A British man took a Pakistani flag down from a public square and is now facing upto three years in jail for the same, causing fears among his family.
There are growing concerns over his well-being. 48-year-old Tanveer Ahmed Rafique is an activist who has said that the Kashmir region which is disputed should be granted independence from Pakistan. He was detained in the city of Dadyal in in Pakistan Occupied Kashmir (PoK) in the month of August. The BBC was told by his wife that he has held many hunger strikes against not being granted bail and consequently, has become very weak.
His wife Fareezam Rajput believes that the intelligence agencies of Pakistan are pressurizing the courts to decline giving him bail continuously.
Police files show that he has been charged with “unauthorizedly” removing the national flag of Pakistan. Rafique’s friend, who is a local MP, raised the issue with the Prime Minister of Pakistan Boris Johnson who assured him that he will raise the issue with the UK foreign ministry.
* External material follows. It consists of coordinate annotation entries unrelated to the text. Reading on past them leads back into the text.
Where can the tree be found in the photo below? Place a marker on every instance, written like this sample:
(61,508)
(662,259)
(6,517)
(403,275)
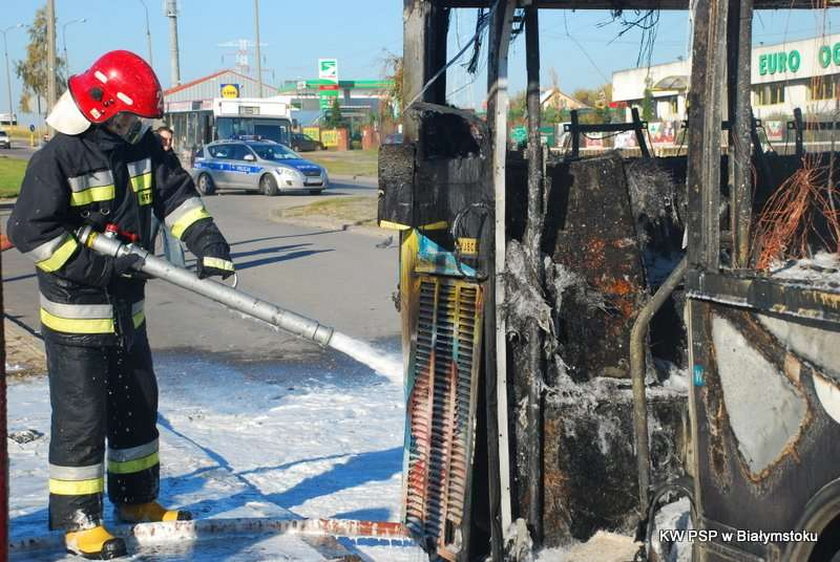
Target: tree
(393,104)
(648,108)
(518,109)
(599,100)
(34,71)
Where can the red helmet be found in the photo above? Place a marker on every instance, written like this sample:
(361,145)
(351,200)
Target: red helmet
(119,81)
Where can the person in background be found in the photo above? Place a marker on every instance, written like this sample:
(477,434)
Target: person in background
(172,249)
(105,170)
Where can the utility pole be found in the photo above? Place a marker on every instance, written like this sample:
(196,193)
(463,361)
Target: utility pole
(8,79)
(148,33)
(64,37)
(259,57)
(172,14)
(51,85)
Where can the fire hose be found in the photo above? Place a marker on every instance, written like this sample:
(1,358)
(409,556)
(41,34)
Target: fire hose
(161,269)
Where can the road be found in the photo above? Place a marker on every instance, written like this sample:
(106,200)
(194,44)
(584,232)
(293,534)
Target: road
(339,277)
(19,150)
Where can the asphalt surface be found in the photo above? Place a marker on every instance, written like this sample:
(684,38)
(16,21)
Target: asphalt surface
(19,150)
(342,278)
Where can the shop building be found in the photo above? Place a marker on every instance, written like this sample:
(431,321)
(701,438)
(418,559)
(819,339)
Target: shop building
(803,74)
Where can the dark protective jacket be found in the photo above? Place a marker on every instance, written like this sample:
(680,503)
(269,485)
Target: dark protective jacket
(95,178)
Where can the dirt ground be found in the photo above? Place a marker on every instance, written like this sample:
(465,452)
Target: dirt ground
(24,351)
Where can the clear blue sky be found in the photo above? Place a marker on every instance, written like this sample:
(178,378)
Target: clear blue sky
(359,34)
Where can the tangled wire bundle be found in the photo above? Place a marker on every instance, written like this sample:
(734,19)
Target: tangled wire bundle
(801,213)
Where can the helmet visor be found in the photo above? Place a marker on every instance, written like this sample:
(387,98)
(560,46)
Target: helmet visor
(131,128)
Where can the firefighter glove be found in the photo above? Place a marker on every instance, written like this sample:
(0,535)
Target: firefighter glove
(215,261)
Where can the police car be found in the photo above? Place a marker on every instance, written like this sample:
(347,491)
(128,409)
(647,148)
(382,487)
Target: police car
(255,164)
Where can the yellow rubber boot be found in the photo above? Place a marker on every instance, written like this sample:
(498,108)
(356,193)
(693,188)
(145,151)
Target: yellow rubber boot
(95,544)
(150,512)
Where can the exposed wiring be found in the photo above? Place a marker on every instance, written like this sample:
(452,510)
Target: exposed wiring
(480,27)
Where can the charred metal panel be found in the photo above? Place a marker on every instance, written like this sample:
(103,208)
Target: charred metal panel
(396,185)
(764,423)
(732,493)
(441,415)
(589,461)
(597,241)
(819,343)
(802,300)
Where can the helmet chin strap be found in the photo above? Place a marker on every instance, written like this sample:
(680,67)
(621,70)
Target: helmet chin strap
(66,118)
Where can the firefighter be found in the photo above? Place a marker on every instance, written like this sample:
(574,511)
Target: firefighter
(105,169)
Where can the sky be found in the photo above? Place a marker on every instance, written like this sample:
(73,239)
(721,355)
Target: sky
(579,49)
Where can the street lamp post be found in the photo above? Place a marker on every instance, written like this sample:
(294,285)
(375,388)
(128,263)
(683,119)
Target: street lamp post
(8,79)
(64,36)
(148,33)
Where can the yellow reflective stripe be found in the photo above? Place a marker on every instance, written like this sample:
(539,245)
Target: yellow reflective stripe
(144,197)
(139,183)
(218,263)
(77,487)
(60,256)
(88,196)
(77,325)
(136,465)
(183,223)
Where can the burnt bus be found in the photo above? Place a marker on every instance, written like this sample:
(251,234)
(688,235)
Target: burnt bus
(537,315)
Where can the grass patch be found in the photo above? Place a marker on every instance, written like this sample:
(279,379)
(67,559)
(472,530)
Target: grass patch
(11,176)
(343,210)
(348,162)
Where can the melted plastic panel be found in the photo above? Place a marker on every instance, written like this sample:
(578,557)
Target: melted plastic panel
(441,414)
(765,410)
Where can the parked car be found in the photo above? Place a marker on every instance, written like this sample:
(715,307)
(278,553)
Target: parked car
(261,165)
(305,143)
(394,138)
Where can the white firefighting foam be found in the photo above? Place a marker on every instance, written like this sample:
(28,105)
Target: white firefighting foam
(387,365)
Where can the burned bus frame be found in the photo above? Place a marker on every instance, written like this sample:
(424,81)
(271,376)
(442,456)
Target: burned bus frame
(799,487)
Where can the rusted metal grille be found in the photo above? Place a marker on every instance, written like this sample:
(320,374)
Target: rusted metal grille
(441,414)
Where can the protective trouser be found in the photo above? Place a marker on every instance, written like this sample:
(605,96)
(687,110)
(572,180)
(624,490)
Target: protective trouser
(99,392)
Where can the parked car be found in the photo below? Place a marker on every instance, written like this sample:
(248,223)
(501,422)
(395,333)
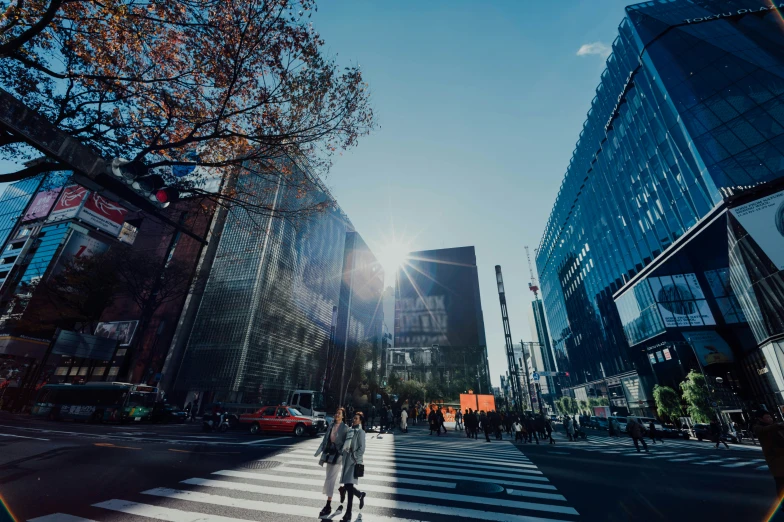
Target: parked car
(703,432)
(281,419)
(621,423)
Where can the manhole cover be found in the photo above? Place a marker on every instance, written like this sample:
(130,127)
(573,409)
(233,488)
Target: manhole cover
(479,487)
(262,464)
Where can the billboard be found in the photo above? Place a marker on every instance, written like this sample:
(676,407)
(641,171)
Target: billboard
(763,219)
(477,402)
(78,245)
(41,205)
(681,301)
(69,203)
(103,214)
(710,347)
(122,331)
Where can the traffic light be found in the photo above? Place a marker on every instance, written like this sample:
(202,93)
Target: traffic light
(150,186)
Rafique was born in Pakistan-occupied Kashmir but moved to the UK when he was a child. He traveled back to PoK to meet his grandmother in 2005. Eventually, he left his job in finance to settle permanently in the region.
Rafique believes that Kashmir should be independent from Pakistan. Currently, the region is disputed and claimed by both India and Pakistan and the part where Rafique was arrested is administered by Pakistan. Once his family in PoK had problems in visiting their relatives in Kashmir so he was attracted by the idea that Kashmir should not be divided “and be independent”.
But, authorities in the region are not very fond of his activism. His wife said that he was once detained by the Pakistani military for three days until the British High Commission intervened. Her sister Asma told the BBC that his brother was warned that if he doesn’t stop his activities then nobody will see him ever again.
Rafique spent years conducting a survey of 10,000 people in the region to find public opinion. His survey found that 73% of the respondents identify themselves Kashmiri rather than Pakistani.